Low pressure (LP) feedwater heaters are basically simple straightforward 'tube and shell' heat exchangers, with the condensate passing through the tubes and the bled-steam being admitted to the shell. This type of heater, arranged vertically, has been used for many decades, but two advances worthy of note have been made in recent years and are now treated as modern practice.

With the turbine exhaust being connected to its underslung condenser by a large, deep, transition piece, a significant volume of unused space exists between the exhausts of a double-flow cylinder and above the condenser tubenests (see Fig 1.68). This space can be effectively utilised by inserting one or two LP feedwater heaters in a horizontal attitude.

Arrangement of condenser with an LP heater in the neck

A number of advantages accrue from such an installation. The bled steam piping is short in length, giving a cost saving and a lower pressure drop, the lower drop resulting in a slightly higher temperature for heating the condensate, with consequential improvement in cycle efficiency. Bled-steam valves are omitted — both the traditional isolating valve and the non-return valve. It has been established by experiment and experience that steam reflux on turbine trip, when the stage pressure collapses to condenser pressure, is negligible and hence there is no significant contribution to rotor overspeed.

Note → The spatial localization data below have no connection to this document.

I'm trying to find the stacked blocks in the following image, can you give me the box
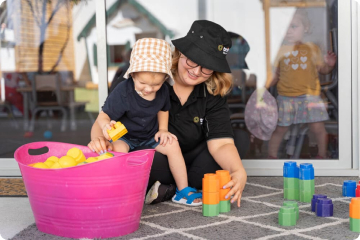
[343,180,357,197]
[299,163,314,203]
[216,170,231,213]
[311,195,327,212]
[278,206,297,226]
[349,198,360,232]
[107,121,128,142]
[315,198,333,217]
[283,161,299,200]
[283,201,299,220]
[356,183,360,197]
[203,174,220,217]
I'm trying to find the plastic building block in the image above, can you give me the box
[311,195,327,212]
[67,147,86,164]
[97,152,114,160]
[315,198,333,217]
[350,218,360,232]
[278,206,297,226]
[342,180,357,197]
[203,192,220,205]
[202,174,219,193]
[107,121,128,142]
[299,179,315,190]
[216,170,231,188]
[299,163,314,180]
[283,201,299,220]
[284,177,299,189]
[284,188,300,200]
[356,185,360,197]
[300,190,314,203]
[219,188,230,201]
[349,198,360,219]
[219,200,231,213]
[203,204,219,217]
[283,161,299,178]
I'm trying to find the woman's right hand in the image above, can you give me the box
[88,136,113,154]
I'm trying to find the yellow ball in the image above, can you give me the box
[46,156,59,162]
[33,162,49,169]
[67,148,86,164]
[50,162,62,169]
[59,156,77,168]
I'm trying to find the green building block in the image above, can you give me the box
[203,204,219,217]
[283,201,299,220]
[284,188,299,200]
[299,190,314,203]
[284,177,299,189]
[299,179,315,191]
[350,218,360,232]
[278,206,297,226]
[219,200,231,213]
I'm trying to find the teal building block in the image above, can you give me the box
[283,201,299,219]
[203,204,219,217]
[350,218,360,232]
[278,206,297,226]
[284,188,300,200]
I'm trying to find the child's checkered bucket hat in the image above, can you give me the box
[124,38,174,85]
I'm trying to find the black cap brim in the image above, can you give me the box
[172,37,232,73]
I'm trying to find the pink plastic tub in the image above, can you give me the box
[14,141,155,239]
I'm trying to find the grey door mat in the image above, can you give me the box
[9,177,360,240]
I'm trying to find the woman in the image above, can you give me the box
[88,20,247,207]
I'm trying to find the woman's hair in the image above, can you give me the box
[171,48,233,97]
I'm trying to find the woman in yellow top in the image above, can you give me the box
[267,9,336,159]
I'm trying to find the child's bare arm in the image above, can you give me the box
[265,67,280,89]
[155,111,177,146]
[96,111,116,140]
[317,51,337,75]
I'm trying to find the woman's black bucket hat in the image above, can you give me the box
[172,20,233,73]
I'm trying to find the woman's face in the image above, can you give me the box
[176,54,213,87]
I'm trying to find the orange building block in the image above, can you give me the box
[216,170,231,188]
[350,197,360,219]
[219,188,230,201]
[107,121,128,142]
[203,191,220,205]
[203,174,219,193]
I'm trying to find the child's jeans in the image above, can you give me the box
[119,136,159,150]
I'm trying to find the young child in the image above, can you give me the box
[267,9,337,159]
[93,38,202,206]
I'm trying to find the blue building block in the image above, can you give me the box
[283,161,299,178]
[316,198,333,217]
[342,180,357,197]
[311,194,327,212]
[299,163,314,180]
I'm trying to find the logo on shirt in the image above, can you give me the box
[194,117,199,123]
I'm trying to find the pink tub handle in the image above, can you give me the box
[126,152,151,166]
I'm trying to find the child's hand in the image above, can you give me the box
[102,120,116,141]
[324,51,337,68]
[154,130,178,146]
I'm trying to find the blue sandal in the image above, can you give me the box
[171,187,202,206]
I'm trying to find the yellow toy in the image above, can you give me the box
[97,152,114,161]
[67,147,86,164]
[59,156,77,168]
[33,162,49,169]
[107,121,128,142]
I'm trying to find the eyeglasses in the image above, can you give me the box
[180,54,214,76]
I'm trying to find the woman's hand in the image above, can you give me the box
[154,130,178,146]
[88,136,113,154]
[222,169,247,207]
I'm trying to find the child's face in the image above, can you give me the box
[132,72,166,97]
[285,15,307,44]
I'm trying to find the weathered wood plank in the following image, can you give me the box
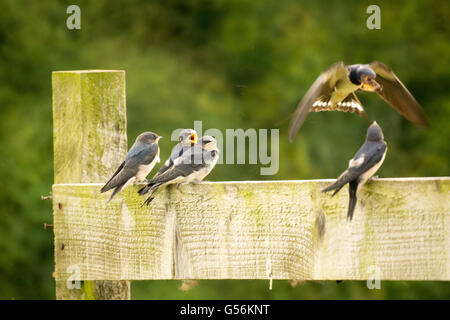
[52,178,450,281]
[52,70,127,184]
[52,70,130,299]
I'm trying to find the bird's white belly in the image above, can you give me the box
[136,153,160,180]
[192,167,213,182]
[184,159,217,183]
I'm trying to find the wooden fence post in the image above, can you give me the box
[52,70,130,300]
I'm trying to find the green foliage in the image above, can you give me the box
[0,0,448,299]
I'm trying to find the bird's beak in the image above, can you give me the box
[189,133,198,145]
[360,78,381,92]
[157,136,162,141]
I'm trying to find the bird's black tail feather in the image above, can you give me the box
[141,187,161,207]
[142,195,156,206]
[101,161,125,194]
[347,180,358,221]
[138,183,163,206]
[138,182,158,195]
[322,181,345,197]
[107,184,125,202]
[101,182,114,194]
[138,185,150,195]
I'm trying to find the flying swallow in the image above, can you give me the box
[288,61,429,141]
[138,135,219,206]
[101,132,162,202]
[322,121,387,221]
[153,128,197,178]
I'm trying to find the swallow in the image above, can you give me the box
[138,135,219,206]
[288,61,429,141]
[101,132,162,202]
[153,128,197,178]
[322,121,387,221]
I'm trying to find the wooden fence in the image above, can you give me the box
[51,70,450,299]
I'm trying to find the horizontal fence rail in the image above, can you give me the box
[52,177,450,282]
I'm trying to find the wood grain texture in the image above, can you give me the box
[52,177,450,281]
[52,70,130,299]
[52,70,127,184]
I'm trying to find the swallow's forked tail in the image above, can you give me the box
[138,185,149,196]
[106,183,125,202]
[139,182,163,207]
[321,180,345,197]
[142,194,156,207]
[138,182,157,196]
[347,180,358,221]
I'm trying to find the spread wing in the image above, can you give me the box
[289,62,347,141]
[369,61,429,127]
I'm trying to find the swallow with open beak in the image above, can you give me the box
[153,128,198,178]
[288,61,429,141]
[322,122,387,221]
[138,135,219,206]
[101,132,162,202]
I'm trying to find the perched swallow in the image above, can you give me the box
[101,132,162,201]
[138,135,219,206]
[153,128,197,178]
[322,122,387,221]
[289,61,429,141]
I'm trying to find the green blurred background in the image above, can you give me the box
[0,0,449,299]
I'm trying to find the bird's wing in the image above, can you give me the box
[322,142,387,193]
[146,150,207,185]
[369,61,429,127]
[125,143,159,169]
[103,144,159,191]
[148,165,194,186]
[289,62,347,141]
[124,141,146,161]
[102,142,156,192]
[101,161,125,193]
[154,144,185,178]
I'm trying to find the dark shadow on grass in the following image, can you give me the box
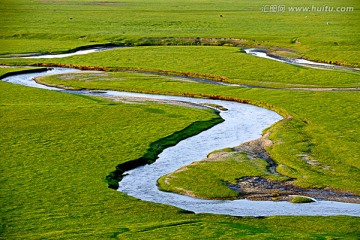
[105,116,224,190]
[0,67,49,79]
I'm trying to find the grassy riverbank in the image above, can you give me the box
[1,0,359,66]
[1,69,360,239]
[158,150,287,200]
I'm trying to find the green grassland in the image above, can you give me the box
[2,71,360,239]
[1,0,360,238]
[1,46,360,88]
[0,67,29,75]
[1,0,360,66]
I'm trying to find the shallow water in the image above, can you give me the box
[244,48,356,71]
[2,68,80,89]
[2,68,360,217]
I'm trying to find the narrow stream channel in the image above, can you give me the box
[15,46,121,59]
[2,68,360,217]
[244,48,358,71]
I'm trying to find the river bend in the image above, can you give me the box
[2,68,360,217]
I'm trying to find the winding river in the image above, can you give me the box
[2,68,360,217]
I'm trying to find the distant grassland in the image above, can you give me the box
[1,0,359,65]
[1,46,359,88]
[1,69,360,239]
[38,71,360,194]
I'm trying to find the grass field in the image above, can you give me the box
[1,0,359,66]
[2,46,360,88]
[1,0,360,239]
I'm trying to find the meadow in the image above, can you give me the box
[1,0,360,239]
[2,46,360,88]
[1,0,359,66]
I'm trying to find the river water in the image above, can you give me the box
[244,48,357,71]
[18,46,120,59]
[2,68,359,217]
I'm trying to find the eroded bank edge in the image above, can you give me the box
[0,67,50,79]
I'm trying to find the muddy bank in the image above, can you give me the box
[104,96,212,110]
[228,134,360,204]
[232,176,360,203]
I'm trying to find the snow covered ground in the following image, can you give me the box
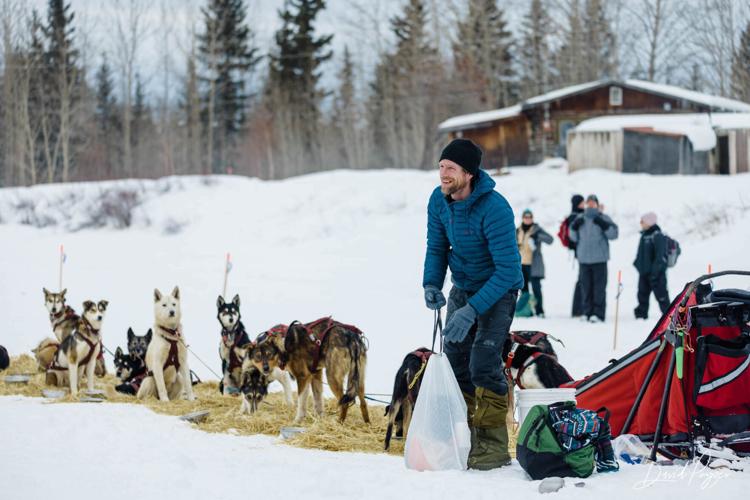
[2,396,746,500]
[2,164,750,498]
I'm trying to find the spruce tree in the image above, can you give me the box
[94,55,119,176]
[555,0,585,86]
[42,0,79,182]
[519,0,552,98]
[267,0,333,168]
[582,0,616,80]
[198,0,260,173]
[369,0,443,169]
[453,0,515,109]
[332,46,359,167]
[731,21,750,102]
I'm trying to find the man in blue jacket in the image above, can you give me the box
[422,138,523,470]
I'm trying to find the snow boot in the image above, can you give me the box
[463,390,477,450]
[468,387,511,470]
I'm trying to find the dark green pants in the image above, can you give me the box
[444,287,517,396]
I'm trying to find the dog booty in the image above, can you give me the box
[0,345,9,371]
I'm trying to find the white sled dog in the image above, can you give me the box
[137,287,195,402]
[48,300,108,396]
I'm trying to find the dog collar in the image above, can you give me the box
[159,325,181,337]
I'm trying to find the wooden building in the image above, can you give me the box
[438,79,750,169]
[567,113,750,175]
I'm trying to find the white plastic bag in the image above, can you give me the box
[404,353,471,471]
[612,434,651,464]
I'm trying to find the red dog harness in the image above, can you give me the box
[222,329,251,372]
[504,331,572,389]
[50,306,78,330]
[252,324,290,369]
[294,317,363,372]
[47,319,101,371]
[148,326,181,375]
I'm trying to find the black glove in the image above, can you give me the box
[593,215,610,230]
[571,217,584,230]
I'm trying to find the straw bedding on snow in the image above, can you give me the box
[1,355,517,457]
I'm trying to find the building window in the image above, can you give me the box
[609,86,623,106]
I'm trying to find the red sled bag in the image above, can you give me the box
[694,335,750,411]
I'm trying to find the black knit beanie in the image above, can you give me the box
[571,194,584,213]
[439,139,482,176]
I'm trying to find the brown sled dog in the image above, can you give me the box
[284,317,369,424]
[46,300,108,396]
[44,288,78,342]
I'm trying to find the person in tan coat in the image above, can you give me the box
[516,209,554,317]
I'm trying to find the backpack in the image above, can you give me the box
[516,401,617,480]
[557,219,571,248]
[663,234,681,268]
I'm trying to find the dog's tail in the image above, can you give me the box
[339,330,365,408]
[283,321,303,353]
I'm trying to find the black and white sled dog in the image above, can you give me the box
[113,328,152,395]
[384,347,433,450]
[502,330,573,389]
[137,287,195,402]
[239,360,268,414]
[127,327,152,360]
[48,300,108,396]
[216,294,253,395]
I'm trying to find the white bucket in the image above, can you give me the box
[516,388,577,427]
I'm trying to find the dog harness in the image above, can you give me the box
[47,320,101,372]
[253,324,288,346]
[148,326,182,375]
[221,327,251,372]
[252,324,290,369]
[504,331,568,390]
[49,306,77,330]
[407,349,433,395]
[292,317,363,372]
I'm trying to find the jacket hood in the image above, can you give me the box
[464,169,495,207]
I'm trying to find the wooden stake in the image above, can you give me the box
[222,252,231,298]
[613,270,623,351]
[58,244,65,291]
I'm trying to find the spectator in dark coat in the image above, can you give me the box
[633,212,671,319]
[569,194,619,323]
[516,209,554,317]
[567,194,585,317]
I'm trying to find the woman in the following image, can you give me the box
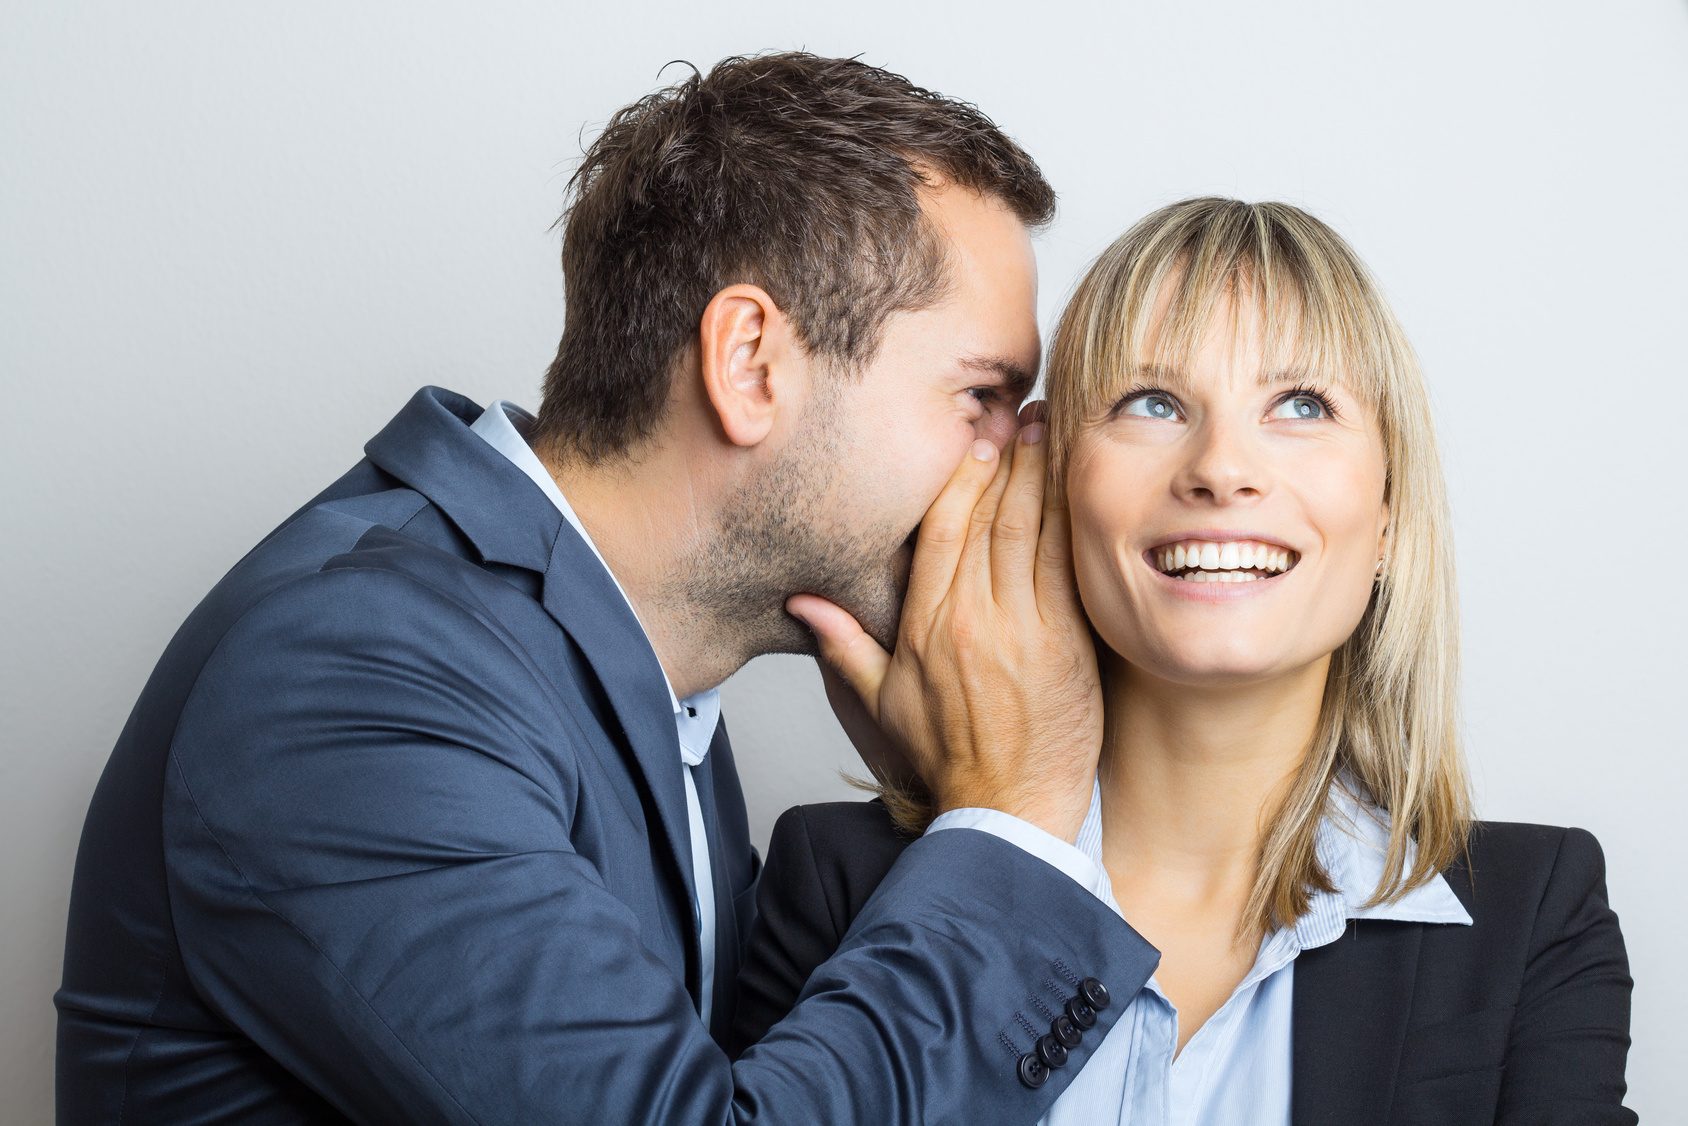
[730,199,1633,1123]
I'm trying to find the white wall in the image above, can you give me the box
[3,2,1683,1120]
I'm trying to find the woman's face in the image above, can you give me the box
[1066,293,1390,687]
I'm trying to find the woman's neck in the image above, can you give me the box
[1096,655,1332,1052]
[1097,654,1329,904]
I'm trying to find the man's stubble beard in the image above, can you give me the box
[673,405,912,664]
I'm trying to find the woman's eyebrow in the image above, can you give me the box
[1120,363,1199,395]
[1257,366,1330,387]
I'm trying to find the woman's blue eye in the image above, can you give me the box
[1271,394,1329,420]
[1123,394,1179,420]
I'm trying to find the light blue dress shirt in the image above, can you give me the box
[470,401,724,1025]
[1007,780,1474,1126]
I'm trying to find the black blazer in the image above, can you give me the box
[730,800,1635,1125]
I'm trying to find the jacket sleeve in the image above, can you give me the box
[164,566,1158,1126]
[1495,828,1636,1125]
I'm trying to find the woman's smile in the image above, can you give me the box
[1146,536,1299,583]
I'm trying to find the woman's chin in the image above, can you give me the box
[1108,639,1319,690]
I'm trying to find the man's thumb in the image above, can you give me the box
[786,593,891,715]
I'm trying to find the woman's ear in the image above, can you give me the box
[1375,502,1393,579]
[697,284,798,449]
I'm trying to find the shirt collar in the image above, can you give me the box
[1292,781,1473,948]
[470,400,719,765]
[1072,774,1472,950]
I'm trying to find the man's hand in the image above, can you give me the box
[788,417,1103,843]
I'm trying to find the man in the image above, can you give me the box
[56,53,1156,1123]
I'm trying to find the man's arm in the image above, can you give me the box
[165,566,1154,1125]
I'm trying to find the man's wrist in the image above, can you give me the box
[924,802,1108,900]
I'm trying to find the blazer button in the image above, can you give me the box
[1079,977,1111,1011]
[1050,1013,1082,1049]
[1035,1034,1069,1069]
[1064,996,1097,1030]
[1017,1053,1049,1089]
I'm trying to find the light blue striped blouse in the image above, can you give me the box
[1039,782,1473,1126]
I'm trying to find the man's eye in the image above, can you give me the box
[1122,393,1180,420]
[1269,394,1331,420]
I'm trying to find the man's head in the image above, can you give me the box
[535,53,1052,661]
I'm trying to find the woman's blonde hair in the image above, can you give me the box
[873,198,1472,935]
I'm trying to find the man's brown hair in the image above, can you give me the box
[534,52,1056,462]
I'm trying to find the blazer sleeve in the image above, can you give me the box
[164,566,1159,1126]
[1496,828,1635,1124]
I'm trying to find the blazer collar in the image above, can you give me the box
[364,387,702,961]
[365,387,564,572]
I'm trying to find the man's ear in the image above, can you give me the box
[697,284,800,449]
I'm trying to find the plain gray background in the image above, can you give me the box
[3,2,1684,1121]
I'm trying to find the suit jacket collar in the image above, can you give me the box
[364,387,703,986]
[365,386,564,572]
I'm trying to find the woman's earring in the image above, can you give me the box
[1375,557,1387,579]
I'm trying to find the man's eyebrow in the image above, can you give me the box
[958,354,1038,398]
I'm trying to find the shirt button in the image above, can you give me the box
[1018,1053,1049,1089]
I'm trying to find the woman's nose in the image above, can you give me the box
[1175,421,1267,505]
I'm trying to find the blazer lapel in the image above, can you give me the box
[366,387,703,998]
[689,726,742,1042]
[1293,920,1422,1126]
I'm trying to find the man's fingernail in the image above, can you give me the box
[1020,423,1045,445]
[971,439,997,461]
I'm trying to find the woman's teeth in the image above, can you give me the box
[1154,540,1296,583]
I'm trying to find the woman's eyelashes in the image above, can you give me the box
[1117,389,1183,421]
[1112,383,1341,424]
[1267,385,1339,421]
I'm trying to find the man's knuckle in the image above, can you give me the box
[995,512,1036,540]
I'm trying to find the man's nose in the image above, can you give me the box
[975,400,1041,452]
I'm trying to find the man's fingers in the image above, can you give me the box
[989,422,1048,606]
[903,439,1002,627]
[786,594,892,718]
[952,434,1016,597]
[1033,470,1081,616]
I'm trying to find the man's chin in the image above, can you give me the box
[768,611,824,658]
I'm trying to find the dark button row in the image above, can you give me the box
[1017,977,1111,1089]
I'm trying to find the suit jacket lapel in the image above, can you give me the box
[689,725,741,1042]
[1293,920,1422,1126]
[531,506,704,1014]
[365,388,703,995]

With the heaters being almost completely within the condenser 'neck', there is economy in turbine hall area and in the elimination of supporting steelwork, access ladders and platforms.

The omission of an isolating steam valve prompted the development of improved methods of preventing heater flooding. Neck heaters are equipped with valveless primary drains and a valveless secondary drain, the latter being arranged physically a little higher than the primary drain outlet.

External LP heaters, although still of the traditional form, are now arranged in a horizontal attitude, elevated so that the bled-steam piping from the turbine falls to the heaters, thus assuring drainage. This minimises the risk of water entering the cylinder and the possibility of damage by impact on rotating components.

The heaters are 'stacked', so that the ultimate LP heater can drain its bled-steam condensate into the next heater, and that heater can drain its condensate into the condenser above the working level of condensate in its base.